WASHINGTON: The Navy signed a massive, $15.2 billion contract with Huntington Ingalls Industries-Newport News Shipbuilding this evening for two more Ford-class aircraft carriers, hours after a Pentagon report listed a litany of problems with the ambitious program.
The contract pays for completion of in 2028 of the USS Enterprise, which began in 2017. It also pays for the as-yet-to-be-named CVN 81, which will be delivered in 2032.
Jennifer Boykin, president of Newport News Shipbuilding, told reporters after the stock markets closed that the block buy will lead to savings of about $4 billion over the life of the program. The company can buy all of the materials and parts at once instead of using a start-and-stop approach with hundreds of supplies across the country.
Navy Secretary Richard Spencer said in a statement that the block buy “will enable the shipbuilder flexibility to best employ its skilled workforce to design once and build twice for unprecedented labor reductions while providing stability and opportunities for further efficiencies within the nuclear industrial base.”
According to the Navy, the contract also includes modifications not found in the original agreement. It includes integration of the F-35C, an MK 38 gun system and MQ-25 Stingray drone operations. The work will save another $100 million above the $4 billion already identified, the Navy estimates.
The Navy has struggled to keep the first ship in the class at the $12.9 billion cap, but the USS Gerald R. Ford blew past that number by $120 million last May after a series of fixes became necessary, such as replacing propulsion components damaged in a previous failure, extending the repair schedule to 12 months from the original eight, and correcting problems with the ship’s eleven Advanced Weapons Elevators.
The elevators, used to bring munitions from below deck up for installation on aircraft, are powered by magnets as opposed to cables. They were supposed to be installed by the ship’s delivery date in May 2017, but unidentified issues have delayed their completion.
The Navy told Breaking Defense earlier this month that while the eleven elevators remain “in varying levels of construction, testing and operations,” the first one was turned over to the crew in December. The plan is to complete installation and testing of the elevators before the ship’s scheduled “sail away date” in July.
Boykin said on Thursday that “we’re committed to working with the Navy though the remaining challenges,” and revealed that the second elevator should be ready “in a couple of weeks.”
The contract was announced the same day the annual Pentagon Operational test and Evaluation report was released. It raised questions about many of the carrier’s systems that critics have long flagged.
“Poor or unknown reliability of systems critical for flight operations including newly designed catapults, arresting gear, weapons elevators, and radar, could affect the ability of CVN 78 to generate sorties,” the report states. “Reliability of these critical subsystems poses the most significant risk to the [program’s] timeline.

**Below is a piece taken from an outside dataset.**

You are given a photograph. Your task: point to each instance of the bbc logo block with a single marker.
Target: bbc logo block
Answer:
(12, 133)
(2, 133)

Rep. Rob Wittman, ranking member on the House Armed Services seapower and power projection subcommittee, who was instrumental in including the block buy in the 2019 NDAA said today the work on the two carriers brings the kind of “certainty that our industrial base needs” to continue building new ships in the future.
But the whole idea of aircraft carriers steaming into battle in the coming years is being called into question.
Earlier in the day, Todd Harrison from the Center for Strategic and International Studies, speaking on a defense budget panel, said that even with what is expected to be a $750 billion defense budget in 2020, the idea of the Navy reaching its 355-ship goal in the coming decades is “out the window” without an even larger budget. He questioned the Navy’s plans to keep 12 carriers in the fleet while buying more Ford-class flattops as an example of old-school thinking to meet new pacing threats from China and Russia.
“You’re not going up against China or Russia with carriers,” he said, which are building up their ship-killer missile capability and have focused intently on developing technologies and strategies for keeping US ships away from their waters.
Speaking at the Brookings Institution earlier this week, Adm. John Richardson, the Navy’s top officer, dismissed such concerns, insisting “there’s a great virtue in being able to move an airfield 720 miles in a day.” So, rather than “talking about the vulnerability of the carrier strike group, we should think about it as perhaps the most survivable airfield in the region.”